Subject: RE: Origins: Child Ballads in 18th c. America?
Richie, thanks for the reference on the Cox version of "Lord Thomas" from WVA. It reminded me that I need to look at all of those ballads in that book. I suspect that this kind of mention, that "Mr. Miller thinks the ballad has been known in his family for about two hundred years" is as close as we are going to get on much documentation for these ballads in the 18th century. Thanks for catching this and doing the math. Here is the link for everyone else:

http://archive.org/stream/folksongsofsouth00coxj#page/56/mode/2up

I agree with Steve and "Peregrina" that the Gentry biography is important and fascinating. When I was working on Child Ballad #18 - "Sir Lionel", on the "Wild Boar" thread, I was able to explore some of the family relationships between the Beech Mountain Hicks and Jane Gentry down in Hot Springs, and Sam Harmon over in Cades Cove, Tennessee. Sam had a very interesting version of this ballad and it was quite close to one still sung back up on Beech Mountain, NC, which had been his home before he went to Tennessee, in the 1800s. I am looking forward to taking another look at the material from Mike Yates.

And speaking of the Ritchie Family in Kentucky, I have often wondered about the impact of the "settlement schools" like the one in Hindman, KY, on the spread of this music. I know there were several down in North Carolina as well. I seem to recall that one of the older Ritchie sisters attended one down in NC and brought back that gem "Black is the Color" to Kentucky.

There certainly is a worthy project for somebody to try to document and untangle that "nest" of ballad singers in Madison County, North Carolina. I hope to live long enough to read that book someday!

Bill D. thanks for the reminder about Bruce Olsen's website on Broadside collections. I think it will add more than "a bit" to all of this. Has anybody already gone through this material and rounded up the references to the Child Ballads? Please say "yes"!

And John Moulden, thanks for the two additional references. It's about time for another trip to the UVA library.

And Steve, thanks for the suggestion about the Pennsylvania version of "Barbara Allen" and Percy's Reliques. Do we have any information from the 18th century that people were using Percy as an actual songbook? I keep thinking that we are missing a lot of links in here somewhere. How do we actually get from Percy to Northern Pennsylvania with so little alteration in the text?
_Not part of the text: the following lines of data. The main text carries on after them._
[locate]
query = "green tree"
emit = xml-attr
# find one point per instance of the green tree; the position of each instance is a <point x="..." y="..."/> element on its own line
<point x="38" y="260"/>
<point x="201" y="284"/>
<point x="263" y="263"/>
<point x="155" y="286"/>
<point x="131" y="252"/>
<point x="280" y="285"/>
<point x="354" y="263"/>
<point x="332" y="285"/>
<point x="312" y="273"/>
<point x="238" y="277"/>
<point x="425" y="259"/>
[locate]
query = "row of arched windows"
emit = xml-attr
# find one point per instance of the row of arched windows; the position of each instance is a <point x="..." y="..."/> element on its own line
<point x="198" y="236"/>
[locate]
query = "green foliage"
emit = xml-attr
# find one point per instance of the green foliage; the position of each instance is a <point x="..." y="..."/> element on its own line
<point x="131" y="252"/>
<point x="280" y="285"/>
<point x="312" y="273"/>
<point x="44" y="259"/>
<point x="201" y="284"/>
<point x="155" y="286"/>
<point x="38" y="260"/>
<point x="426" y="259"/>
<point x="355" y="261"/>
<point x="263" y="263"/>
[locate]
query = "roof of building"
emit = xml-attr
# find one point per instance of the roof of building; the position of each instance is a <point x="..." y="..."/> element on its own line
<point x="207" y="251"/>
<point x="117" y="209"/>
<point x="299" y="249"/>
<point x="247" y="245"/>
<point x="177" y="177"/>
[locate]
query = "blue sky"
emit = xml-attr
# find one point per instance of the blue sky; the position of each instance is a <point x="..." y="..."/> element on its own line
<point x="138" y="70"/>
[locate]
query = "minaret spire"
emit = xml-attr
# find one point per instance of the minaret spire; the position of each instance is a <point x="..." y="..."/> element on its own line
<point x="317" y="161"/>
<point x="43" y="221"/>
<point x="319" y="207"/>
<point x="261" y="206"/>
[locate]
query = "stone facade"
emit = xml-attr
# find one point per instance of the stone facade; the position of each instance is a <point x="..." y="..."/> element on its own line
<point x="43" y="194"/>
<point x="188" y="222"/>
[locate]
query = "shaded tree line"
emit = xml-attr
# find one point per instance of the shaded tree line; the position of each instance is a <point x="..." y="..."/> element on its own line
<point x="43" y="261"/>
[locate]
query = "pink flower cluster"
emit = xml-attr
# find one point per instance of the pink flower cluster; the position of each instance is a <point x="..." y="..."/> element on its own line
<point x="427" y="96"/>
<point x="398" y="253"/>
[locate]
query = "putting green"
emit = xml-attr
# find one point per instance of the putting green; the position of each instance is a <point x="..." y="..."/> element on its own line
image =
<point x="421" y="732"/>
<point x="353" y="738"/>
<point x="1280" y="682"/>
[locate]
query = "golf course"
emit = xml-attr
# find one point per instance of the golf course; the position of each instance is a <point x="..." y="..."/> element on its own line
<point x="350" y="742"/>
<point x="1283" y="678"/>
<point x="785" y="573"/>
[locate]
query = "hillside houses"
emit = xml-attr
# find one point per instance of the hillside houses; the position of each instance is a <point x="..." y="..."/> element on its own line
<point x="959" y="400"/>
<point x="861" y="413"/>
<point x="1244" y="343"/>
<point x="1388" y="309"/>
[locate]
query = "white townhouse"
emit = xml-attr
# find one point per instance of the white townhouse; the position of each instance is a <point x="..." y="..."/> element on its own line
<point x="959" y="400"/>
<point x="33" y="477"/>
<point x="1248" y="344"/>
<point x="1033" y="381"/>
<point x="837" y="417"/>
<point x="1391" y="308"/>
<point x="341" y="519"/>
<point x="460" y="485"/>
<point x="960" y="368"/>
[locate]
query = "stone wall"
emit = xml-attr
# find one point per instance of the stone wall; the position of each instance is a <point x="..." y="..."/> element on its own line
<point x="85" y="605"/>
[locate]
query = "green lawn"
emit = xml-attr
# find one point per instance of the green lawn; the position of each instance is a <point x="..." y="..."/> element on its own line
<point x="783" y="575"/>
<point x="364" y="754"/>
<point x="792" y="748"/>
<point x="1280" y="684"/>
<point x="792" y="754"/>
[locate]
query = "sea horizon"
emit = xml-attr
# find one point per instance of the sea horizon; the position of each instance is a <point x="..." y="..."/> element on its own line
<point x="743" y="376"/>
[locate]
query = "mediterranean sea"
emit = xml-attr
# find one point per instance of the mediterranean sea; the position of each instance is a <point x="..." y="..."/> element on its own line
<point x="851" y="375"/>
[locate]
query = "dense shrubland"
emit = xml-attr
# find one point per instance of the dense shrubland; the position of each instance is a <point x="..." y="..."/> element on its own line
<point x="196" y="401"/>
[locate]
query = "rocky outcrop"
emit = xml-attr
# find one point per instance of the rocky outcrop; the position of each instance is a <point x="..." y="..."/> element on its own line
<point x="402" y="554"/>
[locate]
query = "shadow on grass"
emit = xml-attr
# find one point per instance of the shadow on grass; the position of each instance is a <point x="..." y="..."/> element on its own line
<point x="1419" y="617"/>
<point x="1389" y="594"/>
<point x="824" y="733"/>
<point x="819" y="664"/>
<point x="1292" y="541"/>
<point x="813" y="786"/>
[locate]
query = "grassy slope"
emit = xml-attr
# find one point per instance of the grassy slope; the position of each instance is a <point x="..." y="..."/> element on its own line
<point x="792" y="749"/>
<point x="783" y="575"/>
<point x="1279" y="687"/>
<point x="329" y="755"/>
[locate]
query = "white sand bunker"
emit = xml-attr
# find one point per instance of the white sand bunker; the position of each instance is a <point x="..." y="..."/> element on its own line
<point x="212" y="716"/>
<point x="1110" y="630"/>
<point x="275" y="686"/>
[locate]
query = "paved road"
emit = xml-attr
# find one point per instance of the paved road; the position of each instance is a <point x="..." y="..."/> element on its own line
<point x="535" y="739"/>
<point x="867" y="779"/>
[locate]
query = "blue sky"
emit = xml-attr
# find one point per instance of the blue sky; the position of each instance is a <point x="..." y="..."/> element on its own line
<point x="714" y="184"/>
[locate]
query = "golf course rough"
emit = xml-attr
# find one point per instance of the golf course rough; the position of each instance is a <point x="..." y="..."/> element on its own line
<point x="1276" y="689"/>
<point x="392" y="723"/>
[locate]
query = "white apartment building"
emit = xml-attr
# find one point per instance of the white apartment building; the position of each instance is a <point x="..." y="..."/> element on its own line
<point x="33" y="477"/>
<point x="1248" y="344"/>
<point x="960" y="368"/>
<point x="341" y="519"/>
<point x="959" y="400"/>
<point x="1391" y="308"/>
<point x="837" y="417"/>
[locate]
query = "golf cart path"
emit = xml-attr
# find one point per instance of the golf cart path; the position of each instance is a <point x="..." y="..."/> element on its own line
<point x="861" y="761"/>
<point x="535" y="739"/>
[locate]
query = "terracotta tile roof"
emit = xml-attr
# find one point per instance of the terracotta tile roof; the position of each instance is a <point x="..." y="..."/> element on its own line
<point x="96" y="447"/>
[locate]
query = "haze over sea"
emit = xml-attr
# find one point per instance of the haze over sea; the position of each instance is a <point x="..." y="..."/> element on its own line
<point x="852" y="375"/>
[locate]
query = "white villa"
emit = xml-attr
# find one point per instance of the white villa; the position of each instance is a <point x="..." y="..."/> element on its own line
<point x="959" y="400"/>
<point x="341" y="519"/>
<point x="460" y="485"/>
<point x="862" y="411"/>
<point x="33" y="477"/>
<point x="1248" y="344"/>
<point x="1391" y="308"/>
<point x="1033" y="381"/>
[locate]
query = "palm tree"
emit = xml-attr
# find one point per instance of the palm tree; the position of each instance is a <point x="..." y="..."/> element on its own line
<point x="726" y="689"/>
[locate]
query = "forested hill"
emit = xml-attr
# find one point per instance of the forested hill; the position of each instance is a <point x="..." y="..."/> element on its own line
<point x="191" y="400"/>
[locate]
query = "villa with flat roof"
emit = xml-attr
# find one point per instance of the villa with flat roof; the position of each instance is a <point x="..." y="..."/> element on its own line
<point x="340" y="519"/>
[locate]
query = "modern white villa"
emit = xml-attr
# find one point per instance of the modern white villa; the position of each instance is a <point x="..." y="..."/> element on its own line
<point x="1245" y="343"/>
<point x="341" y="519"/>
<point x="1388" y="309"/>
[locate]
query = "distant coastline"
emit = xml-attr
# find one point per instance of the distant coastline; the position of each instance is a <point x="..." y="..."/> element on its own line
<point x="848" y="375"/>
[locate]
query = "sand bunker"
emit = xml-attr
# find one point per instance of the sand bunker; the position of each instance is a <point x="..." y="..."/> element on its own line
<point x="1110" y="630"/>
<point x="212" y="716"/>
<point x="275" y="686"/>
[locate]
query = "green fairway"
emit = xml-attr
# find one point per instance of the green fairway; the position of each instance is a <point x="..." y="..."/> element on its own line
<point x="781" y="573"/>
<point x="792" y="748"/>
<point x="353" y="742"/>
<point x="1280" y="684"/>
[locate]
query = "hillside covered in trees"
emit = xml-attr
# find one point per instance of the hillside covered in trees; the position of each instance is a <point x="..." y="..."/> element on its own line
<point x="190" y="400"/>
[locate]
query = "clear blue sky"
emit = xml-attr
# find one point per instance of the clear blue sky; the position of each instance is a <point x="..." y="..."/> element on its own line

It certainly does suggest the involvement of a written source, but the PA text also shows evidence of local adaptation.   

Richie's final comment with regard to the "Lord Thomas" version from WVA that a "broadside of the earlier English broadside from the 1700s was printed in the US circa 1840s" makes me wonder if there were not a bunch of broadsides being printed in the US circa the 1840's and that Jonathan's comment back a ways "that most of the American popularity of Child ballads came from some sort of latterly unnoticed "broadside/songster revival" from around 1830?" Would this information be on Bruce Olsen's website?